Apple's Stock Closes Over 61; Sets New 4-Year High

by , 7:00 AM EST, November 23rd, 2004

After Piper Jaffray analyst Gene Munster surprised the investing community on Monday by raising Apple's target price from US$52 a share to $100 per share, the markets reacted by shoving Apple's stock up more than 11%. In very heavy volume of 45.9 million shares trading hands, AAPL closed Monday at 61.35, higher by 6.18 (+11.20%), putting the stock at a 4-year high.

Piper Jaffray's Gene Munster said that a survey of 200 randomly selected iPod owners found very high brand-loyalty, and that this brand-loyalty would build demand for Apple's other products, like the Mac.

"We believe that the remarkable satisfaction with the iPod creates a word-of-mouth wildfire that generates new customer interest in Apple products," said Mr.
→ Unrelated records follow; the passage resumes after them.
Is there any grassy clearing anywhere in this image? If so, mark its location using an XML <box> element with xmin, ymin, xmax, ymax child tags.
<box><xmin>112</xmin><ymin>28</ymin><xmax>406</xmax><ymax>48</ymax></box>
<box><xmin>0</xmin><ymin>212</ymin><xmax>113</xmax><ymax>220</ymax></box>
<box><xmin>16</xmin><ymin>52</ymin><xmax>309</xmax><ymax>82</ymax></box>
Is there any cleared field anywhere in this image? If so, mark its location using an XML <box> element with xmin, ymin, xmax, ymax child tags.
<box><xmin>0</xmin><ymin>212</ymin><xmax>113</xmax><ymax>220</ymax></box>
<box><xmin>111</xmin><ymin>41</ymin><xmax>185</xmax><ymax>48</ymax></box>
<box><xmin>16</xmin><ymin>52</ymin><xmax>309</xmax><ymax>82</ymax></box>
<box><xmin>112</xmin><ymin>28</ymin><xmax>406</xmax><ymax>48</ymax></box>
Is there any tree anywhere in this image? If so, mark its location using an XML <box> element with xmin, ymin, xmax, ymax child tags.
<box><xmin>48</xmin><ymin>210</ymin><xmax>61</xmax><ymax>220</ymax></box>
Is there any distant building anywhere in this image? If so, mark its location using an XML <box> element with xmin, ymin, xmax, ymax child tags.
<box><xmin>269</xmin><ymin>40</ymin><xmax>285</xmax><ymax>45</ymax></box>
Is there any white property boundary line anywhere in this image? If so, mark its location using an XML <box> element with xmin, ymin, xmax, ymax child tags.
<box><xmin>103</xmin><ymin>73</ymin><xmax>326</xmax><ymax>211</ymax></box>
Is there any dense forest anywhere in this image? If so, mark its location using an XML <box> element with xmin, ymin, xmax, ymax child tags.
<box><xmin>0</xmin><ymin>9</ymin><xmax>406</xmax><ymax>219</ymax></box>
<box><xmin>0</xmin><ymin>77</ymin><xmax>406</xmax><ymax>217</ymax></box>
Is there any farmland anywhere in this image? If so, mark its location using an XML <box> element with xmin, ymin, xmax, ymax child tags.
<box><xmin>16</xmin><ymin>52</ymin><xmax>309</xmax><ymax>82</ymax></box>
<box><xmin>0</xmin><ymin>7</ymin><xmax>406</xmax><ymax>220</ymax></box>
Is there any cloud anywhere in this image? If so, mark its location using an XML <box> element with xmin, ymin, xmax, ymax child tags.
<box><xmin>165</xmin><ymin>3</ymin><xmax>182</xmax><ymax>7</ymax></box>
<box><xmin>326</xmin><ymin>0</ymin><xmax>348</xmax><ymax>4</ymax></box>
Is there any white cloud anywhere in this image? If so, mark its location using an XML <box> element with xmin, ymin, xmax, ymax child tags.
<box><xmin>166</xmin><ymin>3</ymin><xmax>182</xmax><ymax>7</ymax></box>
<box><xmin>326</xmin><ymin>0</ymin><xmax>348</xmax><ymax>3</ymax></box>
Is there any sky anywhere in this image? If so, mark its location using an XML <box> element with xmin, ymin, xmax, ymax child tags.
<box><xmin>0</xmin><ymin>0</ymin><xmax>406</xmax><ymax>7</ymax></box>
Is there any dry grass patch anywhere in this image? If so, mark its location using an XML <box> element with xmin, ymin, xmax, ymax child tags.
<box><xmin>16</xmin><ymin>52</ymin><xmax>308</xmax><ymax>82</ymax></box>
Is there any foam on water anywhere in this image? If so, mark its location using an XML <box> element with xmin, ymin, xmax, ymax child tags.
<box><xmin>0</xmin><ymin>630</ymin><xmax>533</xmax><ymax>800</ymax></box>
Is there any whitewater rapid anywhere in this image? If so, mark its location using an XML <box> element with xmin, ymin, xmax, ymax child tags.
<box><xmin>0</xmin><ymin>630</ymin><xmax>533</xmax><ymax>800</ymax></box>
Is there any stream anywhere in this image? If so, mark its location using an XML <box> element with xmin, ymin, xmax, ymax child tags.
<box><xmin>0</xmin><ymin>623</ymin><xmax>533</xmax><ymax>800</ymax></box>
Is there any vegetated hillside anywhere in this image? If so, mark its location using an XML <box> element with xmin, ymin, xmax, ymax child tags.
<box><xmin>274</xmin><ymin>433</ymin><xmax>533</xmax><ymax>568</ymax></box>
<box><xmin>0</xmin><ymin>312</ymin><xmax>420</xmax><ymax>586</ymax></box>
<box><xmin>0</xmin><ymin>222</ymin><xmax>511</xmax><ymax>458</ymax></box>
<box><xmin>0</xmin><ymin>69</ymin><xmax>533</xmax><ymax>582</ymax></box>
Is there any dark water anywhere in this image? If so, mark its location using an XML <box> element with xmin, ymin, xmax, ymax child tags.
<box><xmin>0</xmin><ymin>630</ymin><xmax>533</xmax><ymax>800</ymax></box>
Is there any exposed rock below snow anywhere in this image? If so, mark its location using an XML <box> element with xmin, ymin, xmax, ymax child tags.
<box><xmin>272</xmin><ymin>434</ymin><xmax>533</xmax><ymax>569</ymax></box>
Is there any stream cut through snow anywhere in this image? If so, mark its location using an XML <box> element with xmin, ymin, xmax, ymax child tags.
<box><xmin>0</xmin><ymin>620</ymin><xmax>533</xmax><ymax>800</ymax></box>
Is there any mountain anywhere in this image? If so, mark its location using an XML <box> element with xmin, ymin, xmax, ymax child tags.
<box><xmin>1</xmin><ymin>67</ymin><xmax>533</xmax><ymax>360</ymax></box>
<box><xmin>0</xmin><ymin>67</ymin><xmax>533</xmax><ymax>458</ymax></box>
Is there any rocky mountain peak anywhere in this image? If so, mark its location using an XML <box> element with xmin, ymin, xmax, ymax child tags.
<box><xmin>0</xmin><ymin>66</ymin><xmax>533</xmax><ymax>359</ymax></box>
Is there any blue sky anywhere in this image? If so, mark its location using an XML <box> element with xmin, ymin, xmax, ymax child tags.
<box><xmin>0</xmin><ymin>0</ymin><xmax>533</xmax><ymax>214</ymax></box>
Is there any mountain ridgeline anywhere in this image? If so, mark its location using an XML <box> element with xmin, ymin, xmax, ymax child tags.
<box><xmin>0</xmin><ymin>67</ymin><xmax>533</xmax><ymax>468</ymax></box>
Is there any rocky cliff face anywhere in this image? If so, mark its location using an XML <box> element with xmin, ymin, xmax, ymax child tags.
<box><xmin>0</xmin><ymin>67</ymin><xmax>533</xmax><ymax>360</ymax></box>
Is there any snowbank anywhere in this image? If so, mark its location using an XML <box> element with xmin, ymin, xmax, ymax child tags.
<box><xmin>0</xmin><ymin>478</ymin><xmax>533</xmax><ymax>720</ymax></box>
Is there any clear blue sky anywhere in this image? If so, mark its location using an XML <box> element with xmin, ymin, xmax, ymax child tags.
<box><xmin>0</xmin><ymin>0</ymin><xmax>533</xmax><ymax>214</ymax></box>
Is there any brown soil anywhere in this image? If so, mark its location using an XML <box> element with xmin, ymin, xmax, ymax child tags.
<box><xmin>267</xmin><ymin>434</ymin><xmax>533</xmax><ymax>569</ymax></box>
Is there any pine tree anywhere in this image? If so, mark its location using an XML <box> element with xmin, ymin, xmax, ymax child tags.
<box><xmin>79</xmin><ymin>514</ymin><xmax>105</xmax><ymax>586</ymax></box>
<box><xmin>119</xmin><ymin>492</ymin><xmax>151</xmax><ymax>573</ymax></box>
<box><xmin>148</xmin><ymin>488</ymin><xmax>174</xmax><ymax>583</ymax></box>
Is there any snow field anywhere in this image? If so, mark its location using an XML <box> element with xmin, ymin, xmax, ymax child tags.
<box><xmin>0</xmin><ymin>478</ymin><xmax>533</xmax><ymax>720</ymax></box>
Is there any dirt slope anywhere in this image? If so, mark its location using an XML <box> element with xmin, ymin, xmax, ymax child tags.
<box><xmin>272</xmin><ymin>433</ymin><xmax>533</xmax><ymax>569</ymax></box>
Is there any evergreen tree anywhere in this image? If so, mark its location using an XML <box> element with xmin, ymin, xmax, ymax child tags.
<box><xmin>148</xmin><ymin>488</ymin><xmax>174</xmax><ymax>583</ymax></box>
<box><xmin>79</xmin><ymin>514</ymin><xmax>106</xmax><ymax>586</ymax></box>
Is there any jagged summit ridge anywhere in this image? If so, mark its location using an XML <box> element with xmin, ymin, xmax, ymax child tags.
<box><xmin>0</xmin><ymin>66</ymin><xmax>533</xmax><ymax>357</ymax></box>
Munster in a report.

At $100 the stock would trade at relatively inflated 37 times the broker's calendar 2006 earnings for the company. "While this multiple is a premium to the comp group, we believe it is warranted given the growth potential of the iPod and its carryover to the core Mac business," he said.

Over the last three months, Apple's stock has averaged 9.9 million shares traded per day. Monday's volume of almost 46 million shares traded is the heaviest trading TMO has seen in recent years.

AAPL has risen some 202.5% in the last 52 weeks, when it traded at $19.25 per share on December 22nd, 2003.

AAPL's current high is $72.10 per share (split adjusted), where it traded on March 22, 2000. Should the stock reach Piper Jaffray's target price of $100, it would set a new all-time high.